The research indicated, however, that these figures are likely to fall in the future. Of the small businesses we questioned, 70 per cent said more attention is being paid to how much goods and services and being brought in at; far more than in the past.
As an overall trend, the study showed the majority of small businesses believed a smarter procurement function – buying the goods and services that enable an organisation to operate more efficiently and effectively – would play a more important role than sales and marketing.
Why, then, aren’t SMEs already doing more? Perhaps to answer this question we should register the enormous time and effort that goes into making sure prices are competitive in the extreme. With the internet, admittedly, it is now possible to search every possible cost that’s out there, from here to Timbuktu and everywhere in between, but that doesn’t make it any less time consuming.
It’s not just about price, either. Business relationships are hard won, and when a bond is developed over many years, trust develops. Crucial to this, however, is knowing that the price is right, that neither side is taking advantage.
This is somewhere technology will increasingly be able to help more. With invoices being processed digitally, the valuable data on prices paid is quickly becoming far deeper than it has ever been possible to dig in the past, especially with limited resource.
SME bosses will be able to see through spend analytics how much they’ve paid to whom at the click of a button, and compare it with the other options in the marketplace via the internet.
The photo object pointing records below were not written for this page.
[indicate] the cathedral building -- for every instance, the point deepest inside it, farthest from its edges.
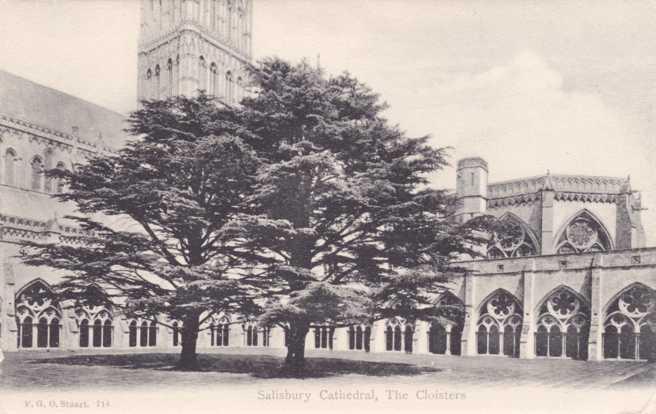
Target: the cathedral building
(573, 279)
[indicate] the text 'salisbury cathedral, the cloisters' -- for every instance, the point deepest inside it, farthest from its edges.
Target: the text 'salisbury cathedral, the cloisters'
(574, 281)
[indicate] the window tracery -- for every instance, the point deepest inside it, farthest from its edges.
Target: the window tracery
(499, 325)
(512, 239)
(630, 325)
(37, 316)
(583, 234)
(563, 326)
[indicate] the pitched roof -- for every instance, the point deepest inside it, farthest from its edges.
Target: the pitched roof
(25, 100)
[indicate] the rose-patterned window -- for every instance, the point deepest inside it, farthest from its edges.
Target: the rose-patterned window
(445, 331)
(499, 325)
(399, 335)
(38, 316)
(512, 238)
(583, 234)
(563, 326)
(630, 325)
(95, 325)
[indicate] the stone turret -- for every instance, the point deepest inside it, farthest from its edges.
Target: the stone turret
(471, 188)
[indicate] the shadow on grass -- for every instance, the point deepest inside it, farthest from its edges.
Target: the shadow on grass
(260, 366)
These will be tailored by sector, location and viability.
That’s why it’s important buyers and suppliers communicate openly. If conversations about pricing don’t need to involve lengthy investigations, the communication that does happen can be about the future – where efficiencies can be made, what innovation is necessary, how shared targets can be introduced. This transparent, open collaboration between buyers and suppliers, who are both experts, would lead to growth for all parties. I believe transparency, after all, is the essence of good business – and something many SMEs are clearly looking to achieve more of.